Millionen Hektar Regenwald werden Jahr für Jahr abgeholzt – meistens klammheimlich, weil illegal. Wenn man den Holzdieben dieser Welt das Handwerk legen könnte, wäre also viel gewonnen. Schließlich brauchen wir die Urwälder so dringend wie nie, als natürliche CO₂-Senke zum Beispiel oder als Schutzraum für Vielfalt angesichts dramatisch schwindender Biodiversität. Doch vor Ort ist es oft schwer, den illegalen Holzfällern rechtzeitig auf die Spur zu kommen. Das Kreischen der Motorsägen bekommt fast keine Menschenseele mit – weil die Orte so abgelegen sind, aber auch weil die Waldgeräusche selbst alles andere als leise sind.
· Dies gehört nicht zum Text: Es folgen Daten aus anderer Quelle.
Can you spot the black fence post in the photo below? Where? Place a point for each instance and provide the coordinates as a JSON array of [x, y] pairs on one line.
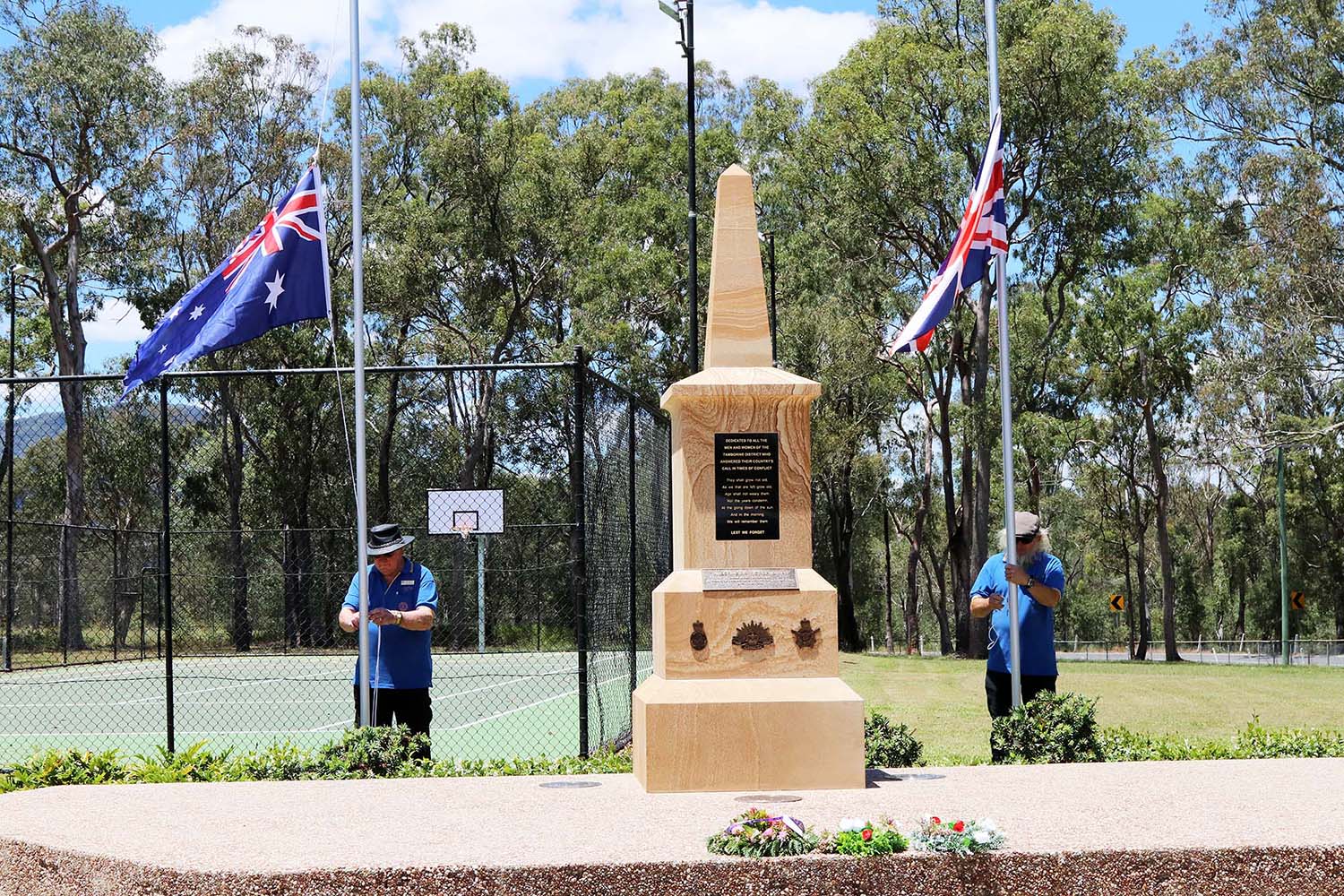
[[166, 564], [634, 632], [113, 602], [64, 629], [8, 525], [580, 522]]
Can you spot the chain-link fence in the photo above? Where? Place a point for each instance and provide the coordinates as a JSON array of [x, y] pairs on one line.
[[137, 616], [1241, 651]]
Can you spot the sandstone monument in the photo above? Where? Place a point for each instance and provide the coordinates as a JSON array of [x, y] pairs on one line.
[[745, 692]]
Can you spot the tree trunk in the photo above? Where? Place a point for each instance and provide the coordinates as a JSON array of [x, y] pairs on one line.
[[889, 635], [840, 512], [1164, 548], [1142, 573], [231, 443], [383, 500]]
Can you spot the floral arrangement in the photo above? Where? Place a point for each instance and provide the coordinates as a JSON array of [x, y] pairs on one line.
[[757, 833], [959, 837], [862, 837]]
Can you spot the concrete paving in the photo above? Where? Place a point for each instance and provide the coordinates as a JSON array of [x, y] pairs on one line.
[[191, 837]]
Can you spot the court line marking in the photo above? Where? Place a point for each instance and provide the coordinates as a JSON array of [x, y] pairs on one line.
[[301, 731], [508, 712]]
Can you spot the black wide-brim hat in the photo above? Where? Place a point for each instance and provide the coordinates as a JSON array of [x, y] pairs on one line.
[[387, 538]]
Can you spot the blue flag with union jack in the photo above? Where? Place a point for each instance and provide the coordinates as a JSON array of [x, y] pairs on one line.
[[983, 234], [277, 276]]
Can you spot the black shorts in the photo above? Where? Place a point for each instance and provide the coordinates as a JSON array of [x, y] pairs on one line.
[[409, 707], [999, 691]]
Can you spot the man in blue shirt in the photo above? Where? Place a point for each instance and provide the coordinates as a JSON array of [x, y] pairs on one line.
[[402, 599], [1039, 576]]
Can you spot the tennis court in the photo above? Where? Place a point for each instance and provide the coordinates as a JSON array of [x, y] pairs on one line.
[[486, 705]]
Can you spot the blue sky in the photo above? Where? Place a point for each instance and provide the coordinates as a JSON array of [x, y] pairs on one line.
[[537, 43]]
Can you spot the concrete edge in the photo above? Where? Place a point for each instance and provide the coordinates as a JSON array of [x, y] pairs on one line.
[[38, 871]]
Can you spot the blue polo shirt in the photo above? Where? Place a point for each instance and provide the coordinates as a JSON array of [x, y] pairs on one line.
[[402, 656], [1035, 621]]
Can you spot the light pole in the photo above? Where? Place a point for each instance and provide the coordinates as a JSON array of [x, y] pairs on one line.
[[15, 273], [683, 13]]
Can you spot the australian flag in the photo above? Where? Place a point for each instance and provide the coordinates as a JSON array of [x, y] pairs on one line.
[[983, 234], [277, 276]]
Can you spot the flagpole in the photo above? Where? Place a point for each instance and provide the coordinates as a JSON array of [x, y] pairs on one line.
[[358, 269], [1004, 383]]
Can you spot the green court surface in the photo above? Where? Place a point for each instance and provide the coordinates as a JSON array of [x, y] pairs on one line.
[[486, 705]]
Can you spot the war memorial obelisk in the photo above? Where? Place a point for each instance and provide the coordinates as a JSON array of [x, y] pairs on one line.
[[745, 692]]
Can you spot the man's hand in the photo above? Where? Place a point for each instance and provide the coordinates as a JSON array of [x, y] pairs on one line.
[[981, 605], [381, 616]]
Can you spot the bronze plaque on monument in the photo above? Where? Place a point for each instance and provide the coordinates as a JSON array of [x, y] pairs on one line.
[[746, 487]]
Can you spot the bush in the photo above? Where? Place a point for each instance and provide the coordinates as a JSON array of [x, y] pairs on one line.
[[195, 763], [1048, 728], [56, 767], [373, 753], [1254, 742], [887, 745]]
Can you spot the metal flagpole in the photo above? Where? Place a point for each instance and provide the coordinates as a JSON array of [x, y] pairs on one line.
[[1004, 386], [358, 269]]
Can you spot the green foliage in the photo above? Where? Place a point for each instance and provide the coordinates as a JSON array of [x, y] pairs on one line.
[[1254, 742], [873, 840], [56, 767], [887, 745], [277, 762], [373, 753], [191, 764], [1050, 727]]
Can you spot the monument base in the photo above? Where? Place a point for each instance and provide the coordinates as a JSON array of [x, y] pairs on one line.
[[747, 734]]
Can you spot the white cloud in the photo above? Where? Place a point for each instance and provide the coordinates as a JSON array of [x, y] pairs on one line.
[[117, 322], [550, 39]]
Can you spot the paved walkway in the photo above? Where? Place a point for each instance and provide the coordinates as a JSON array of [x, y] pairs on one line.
[[1161, 823]]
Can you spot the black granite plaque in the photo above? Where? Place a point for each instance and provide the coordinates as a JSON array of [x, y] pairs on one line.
[[746, 487]]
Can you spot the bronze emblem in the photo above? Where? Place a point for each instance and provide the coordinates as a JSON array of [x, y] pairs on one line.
[[753, 635], [806, 635], [698, 638]]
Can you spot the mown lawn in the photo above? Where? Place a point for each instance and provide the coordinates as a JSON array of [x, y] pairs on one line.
[[943, 700]]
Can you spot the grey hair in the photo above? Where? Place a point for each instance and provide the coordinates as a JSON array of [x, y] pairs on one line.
[[1042, 547]]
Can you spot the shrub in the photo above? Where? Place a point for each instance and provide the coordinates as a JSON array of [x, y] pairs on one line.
[[1048, 728], [887, 745], [56, 767], [194, 763], [277, 762], [373, 753], [1254, 742]]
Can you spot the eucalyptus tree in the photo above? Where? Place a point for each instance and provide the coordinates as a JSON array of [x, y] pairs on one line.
[[82, 123], [886, 160]]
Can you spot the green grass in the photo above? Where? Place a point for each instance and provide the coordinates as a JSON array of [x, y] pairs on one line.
[[943, 700]]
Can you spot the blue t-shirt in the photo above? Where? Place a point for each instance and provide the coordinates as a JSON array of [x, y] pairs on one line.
[[402, 656], [1035, 621]]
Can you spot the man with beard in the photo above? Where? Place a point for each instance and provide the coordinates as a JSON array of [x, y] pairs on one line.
[[1039, 576]]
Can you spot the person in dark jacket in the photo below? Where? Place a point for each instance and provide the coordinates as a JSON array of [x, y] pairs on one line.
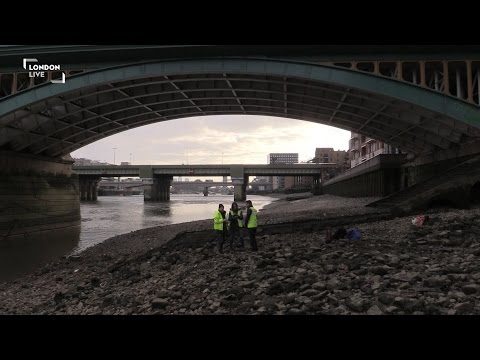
[[235, 219], [251, 224], [220, 226]]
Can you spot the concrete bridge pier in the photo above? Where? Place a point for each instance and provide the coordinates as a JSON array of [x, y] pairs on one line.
[[239, 181], [88, 188], [157, 188], [240, 189]]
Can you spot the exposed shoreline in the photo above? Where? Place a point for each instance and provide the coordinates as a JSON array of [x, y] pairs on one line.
[[395, 269]]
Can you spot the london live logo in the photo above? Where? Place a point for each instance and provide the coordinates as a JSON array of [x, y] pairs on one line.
[[40, 70]]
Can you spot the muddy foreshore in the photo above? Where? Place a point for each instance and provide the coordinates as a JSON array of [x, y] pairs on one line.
[[396, 268]]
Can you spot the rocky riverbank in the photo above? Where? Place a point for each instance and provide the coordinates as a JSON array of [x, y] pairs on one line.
[[396, 268]]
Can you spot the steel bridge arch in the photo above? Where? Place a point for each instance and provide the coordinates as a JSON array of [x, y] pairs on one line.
[[55, 119]]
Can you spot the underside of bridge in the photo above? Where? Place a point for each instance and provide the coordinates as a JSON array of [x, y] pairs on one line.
[[52, 120], [56, 119]]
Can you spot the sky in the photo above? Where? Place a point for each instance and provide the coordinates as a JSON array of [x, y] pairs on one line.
[[238, 139]]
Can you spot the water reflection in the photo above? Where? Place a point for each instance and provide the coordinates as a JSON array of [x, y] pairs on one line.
[[20, 255], [107, 217]]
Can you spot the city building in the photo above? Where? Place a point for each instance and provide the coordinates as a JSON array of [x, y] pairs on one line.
[[328, 155], [282, 182], [363, 148]]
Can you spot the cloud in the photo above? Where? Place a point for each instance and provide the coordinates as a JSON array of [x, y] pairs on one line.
[[202, 140]]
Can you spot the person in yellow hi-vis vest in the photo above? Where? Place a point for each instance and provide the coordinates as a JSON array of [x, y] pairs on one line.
[[220, 226], [251, 224]]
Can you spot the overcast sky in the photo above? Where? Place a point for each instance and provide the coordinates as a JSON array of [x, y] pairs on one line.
[[241, 139]]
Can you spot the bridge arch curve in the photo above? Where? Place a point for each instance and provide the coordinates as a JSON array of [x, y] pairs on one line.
[[56, 119]]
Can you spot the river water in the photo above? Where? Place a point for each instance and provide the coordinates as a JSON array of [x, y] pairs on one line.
[[107, 217], [115, 215]]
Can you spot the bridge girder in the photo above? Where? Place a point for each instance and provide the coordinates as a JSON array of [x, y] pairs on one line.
[[54, 120]]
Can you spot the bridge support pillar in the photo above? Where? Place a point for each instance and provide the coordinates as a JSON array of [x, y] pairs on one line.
[[157, 188], [88, 187], [239, 181], [83, 190], [39, 211]]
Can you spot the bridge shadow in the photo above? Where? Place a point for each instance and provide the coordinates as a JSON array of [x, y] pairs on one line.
[[161, 209], [24, 254]]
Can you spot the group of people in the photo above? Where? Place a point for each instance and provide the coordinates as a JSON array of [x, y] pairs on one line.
[[234, 223]]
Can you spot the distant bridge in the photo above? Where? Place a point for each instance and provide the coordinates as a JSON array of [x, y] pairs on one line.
[[157, 179]]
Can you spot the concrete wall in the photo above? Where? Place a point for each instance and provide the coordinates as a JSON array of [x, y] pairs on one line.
[[375, 183], [379, 176], [413, 173]]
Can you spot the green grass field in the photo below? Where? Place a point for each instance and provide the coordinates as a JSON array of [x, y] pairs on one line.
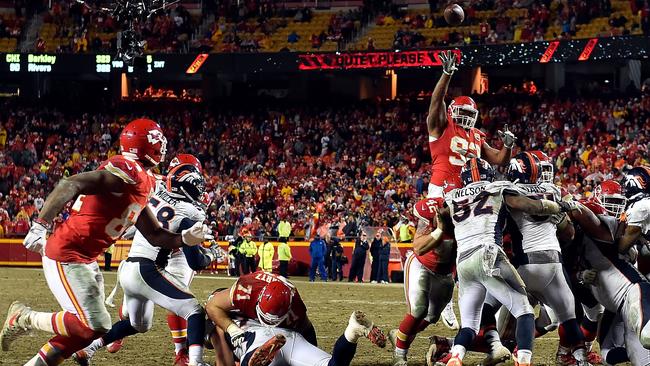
[[330, 305]]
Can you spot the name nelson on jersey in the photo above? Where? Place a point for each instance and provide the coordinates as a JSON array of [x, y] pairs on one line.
[[468, 191]]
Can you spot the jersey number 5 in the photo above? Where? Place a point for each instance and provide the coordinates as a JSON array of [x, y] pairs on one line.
[[118, 225], [461, 150]]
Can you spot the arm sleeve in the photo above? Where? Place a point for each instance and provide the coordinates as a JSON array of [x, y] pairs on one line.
[[194, 255]]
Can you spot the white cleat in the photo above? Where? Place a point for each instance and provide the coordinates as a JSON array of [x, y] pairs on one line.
[[15, 325], [449, 317], [360, 326], [392, 337], [501, 355], [399, 360]]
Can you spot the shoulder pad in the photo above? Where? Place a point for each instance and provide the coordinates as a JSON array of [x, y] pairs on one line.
[[594, 206], [499, 186], [126, 169], [477, 131]]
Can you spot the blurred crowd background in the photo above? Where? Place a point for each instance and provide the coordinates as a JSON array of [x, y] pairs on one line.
[[321, 169]]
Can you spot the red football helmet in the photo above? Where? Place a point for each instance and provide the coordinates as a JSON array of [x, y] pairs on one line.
[[143, 140], [609, 194], [548, 173], [594, 206], [274, 303], [462, 110], [185, 159]]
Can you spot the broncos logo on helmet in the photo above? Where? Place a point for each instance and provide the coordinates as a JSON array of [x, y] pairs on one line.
[[186, 182], [476, 170], [635, 183], [524, 168], [609, 195]]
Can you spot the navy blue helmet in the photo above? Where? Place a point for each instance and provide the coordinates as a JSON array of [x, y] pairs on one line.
[[476, 170], [524, 168]]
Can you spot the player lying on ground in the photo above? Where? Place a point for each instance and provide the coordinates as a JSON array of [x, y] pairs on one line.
[[618, 285], [453, 139], [261, 345], [269, 298], [145, 284], [107, 202], [478, 212]]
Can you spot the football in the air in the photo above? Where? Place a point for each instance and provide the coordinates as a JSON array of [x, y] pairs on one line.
[[454, 14]]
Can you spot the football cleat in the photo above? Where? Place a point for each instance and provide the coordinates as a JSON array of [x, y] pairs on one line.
[[82, 358], [438, 352], [594, 358], [181, 358], [116, 346], [501, 355], [15, 325], [455, 361], [360, 326], [264, 354], [399, 360], [449, 317], [392, 337]]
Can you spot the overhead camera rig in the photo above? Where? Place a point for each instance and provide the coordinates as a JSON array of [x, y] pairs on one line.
[[128, 13]]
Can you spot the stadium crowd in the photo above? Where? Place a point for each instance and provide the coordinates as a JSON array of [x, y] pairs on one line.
[[248, 26], [501, 28], [318, 168]]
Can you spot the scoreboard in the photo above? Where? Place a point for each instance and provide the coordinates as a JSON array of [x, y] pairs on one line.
[[182, 65], [86, 64]]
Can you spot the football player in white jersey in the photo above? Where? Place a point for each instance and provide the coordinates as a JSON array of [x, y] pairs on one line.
[[618, 285], [636, 185], [538, 258], [478, 211], [145, 284]]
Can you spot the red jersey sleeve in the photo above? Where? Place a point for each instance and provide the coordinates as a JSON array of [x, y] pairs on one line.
[[123, 168], [427, 209]]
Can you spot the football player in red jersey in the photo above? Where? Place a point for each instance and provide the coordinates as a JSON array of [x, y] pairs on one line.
[[272, 301], [428, 283], [453, 140], [452, 136], [264, 296], [107, 202]]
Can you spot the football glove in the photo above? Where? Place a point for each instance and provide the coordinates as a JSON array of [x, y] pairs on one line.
[[196, 235], [588, 276], [566, 206], [36, 238], [214, 252], [507, 137], [449, 62]]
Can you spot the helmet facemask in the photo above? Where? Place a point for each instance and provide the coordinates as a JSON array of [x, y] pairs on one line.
[[269, 320], [464, 115], [614, 204], [548, 174]]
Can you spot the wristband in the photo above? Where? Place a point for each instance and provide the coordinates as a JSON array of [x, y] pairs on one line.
[[234, 330], [38, 220], [550, 207], [436, 234]]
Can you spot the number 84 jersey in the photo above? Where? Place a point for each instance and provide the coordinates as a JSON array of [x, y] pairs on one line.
[[451, 150], [96, 221], [479, 213], [173, 214]]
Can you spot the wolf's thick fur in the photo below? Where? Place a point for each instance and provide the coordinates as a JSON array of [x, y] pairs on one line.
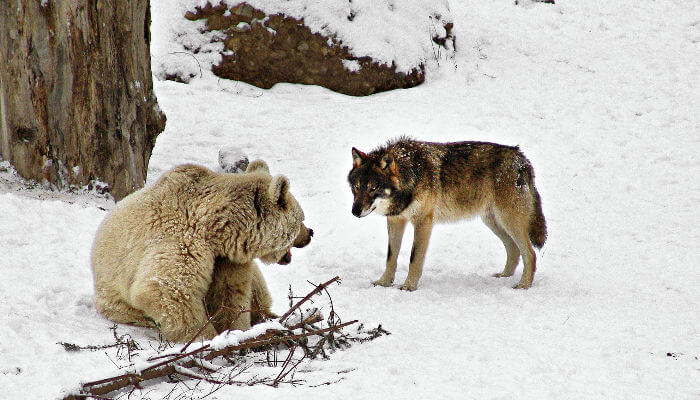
[[427, 183]]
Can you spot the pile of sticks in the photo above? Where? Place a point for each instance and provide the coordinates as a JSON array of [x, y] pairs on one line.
[[197, 363]]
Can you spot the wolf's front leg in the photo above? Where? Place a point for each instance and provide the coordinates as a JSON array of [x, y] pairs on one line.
[[421, 237], [395, 226]]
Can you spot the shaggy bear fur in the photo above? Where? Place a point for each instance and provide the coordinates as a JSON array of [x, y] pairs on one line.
[[172, 253]]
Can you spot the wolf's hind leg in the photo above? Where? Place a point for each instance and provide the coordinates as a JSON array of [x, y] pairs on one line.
[[512, 251], [517, 227], [396, 227]]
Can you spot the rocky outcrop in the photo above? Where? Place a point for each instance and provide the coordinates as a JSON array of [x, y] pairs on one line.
[[76, 96], [265, 49]]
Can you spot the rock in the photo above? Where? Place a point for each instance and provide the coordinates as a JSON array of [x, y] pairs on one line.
[[263, 50]]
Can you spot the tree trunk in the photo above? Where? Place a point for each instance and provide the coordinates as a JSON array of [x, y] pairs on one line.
[[76, 95]]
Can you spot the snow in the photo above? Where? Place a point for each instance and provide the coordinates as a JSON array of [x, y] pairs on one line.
[[603, 99], [402, 31]]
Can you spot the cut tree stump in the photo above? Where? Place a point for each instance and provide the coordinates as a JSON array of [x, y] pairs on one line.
[[76, 95]]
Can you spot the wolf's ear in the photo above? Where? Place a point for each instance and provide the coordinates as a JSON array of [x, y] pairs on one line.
[[279, 187], [357, 157], [387, 161], [257, 165]]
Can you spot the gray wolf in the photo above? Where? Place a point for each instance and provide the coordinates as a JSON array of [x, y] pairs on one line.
[[426, 183]]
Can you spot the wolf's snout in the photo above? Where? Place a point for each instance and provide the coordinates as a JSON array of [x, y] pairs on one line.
[[357, 211]]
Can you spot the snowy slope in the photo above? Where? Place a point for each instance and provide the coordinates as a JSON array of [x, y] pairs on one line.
[[603, 97]]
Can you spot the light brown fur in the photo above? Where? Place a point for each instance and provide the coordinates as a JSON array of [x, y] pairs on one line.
[[426, 183], [156, 254]]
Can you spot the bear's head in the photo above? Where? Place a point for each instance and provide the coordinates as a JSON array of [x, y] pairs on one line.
[[280, 223]]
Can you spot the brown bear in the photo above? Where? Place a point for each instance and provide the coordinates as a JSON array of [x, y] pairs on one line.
[[172, 253]]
Aus diesem Grund hat ein junger US-Physiker vor fast zehn Jahren in den Wäldern der indonesischen Insel Sumatra einen gezielten Lauschangriff mit leistungsstarken Mini-Mikrofonen gestartet. Eine wasserdichte Hülle, ein kleines Solarpanel, ein bisschen Lötarbeit: Schon hat man eine autarke und mobil vernetzte Abhöranlage, die, in die Baumkronen der Urwaldriesen gehängt, sämtliche Geräusche im Umkreis von bis zu anderthalb Kilometern registriert.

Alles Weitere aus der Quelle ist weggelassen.